Thursday, 18 October 2012

Flip Teaching Entrance Slip

I had the chance to hear and experience flip teaching during one of the school visits to Burnaby South.  This was the first time I had ever heard about it and my initial reaction contained a lot of mixed feelings.  I think I had these mixed feelings just because it was such an extreme change, basically going from one end of the spectrum to the other.  After being exposed to it a bit more my current opinion is all for flip teaching.  There are simply too many benefits with very little cons.  The biggest argument that swayed my opinion was the fact that students can go at their own pace and are able to pause and repeat lectures.  This would have been helpful for me because I remember times when the teacher covered the material way to fast for my ability.  Also I remember times when the teacher was way to slow!  Flip teaching allows for students to get ahead easier as well.  There are of course many other benefits that the TED talk explains pretty clearly so I wont go into detail about those.
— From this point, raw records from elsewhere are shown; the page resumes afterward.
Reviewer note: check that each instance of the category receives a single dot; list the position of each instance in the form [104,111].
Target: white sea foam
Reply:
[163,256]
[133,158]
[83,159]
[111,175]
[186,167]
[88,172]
I think people against flip teaching would ask or argue as to how you deal with students who don't watch the videos?  Or what do you do if a student has no access to the internet?

For students who don't watch the video you can set them aside with a laptop and get them to watch the video within the first 10-15 mins of class, or you can get the "stronger" students to peer tutor the ones who didn't watch the video.  Of course you would have to lay down some ground rules so that it doesn't happen frequently.

If a student has no access to internet you can put the videos on a usb, dvd, dropbox.  Or set up a buddy system.

Does flip teaching actually work?  It sounds great on paper, but does it translate to a practical setting? I would have to assume so as the stats and numbers are already there to back it up.  But I think only time will tell the efficacy of flip teaching.

With online courses, technology, and schools like the Khan academy becoming more prevalent I think our roles as teachers almost become more of a coach/mentor type role.  Unless we are making the videos ourselves then the "lecture" aspect of teaching still remains, it's just not in the classroom itself.  Basically we would become more of a coach because the students will have already learned the skills or materials, they will already have the knowledge, but now you have to guide, encourage, and aid them in applying these skills.

Also, the game-like implementation in the Khan academy with the mind-map and the point/badge system is clearly a great motivational tool as almost every child or young adult enjoys video games.

It's interesting, exciting, and a little bit scary to think that one day we may have a "global, one world classroom."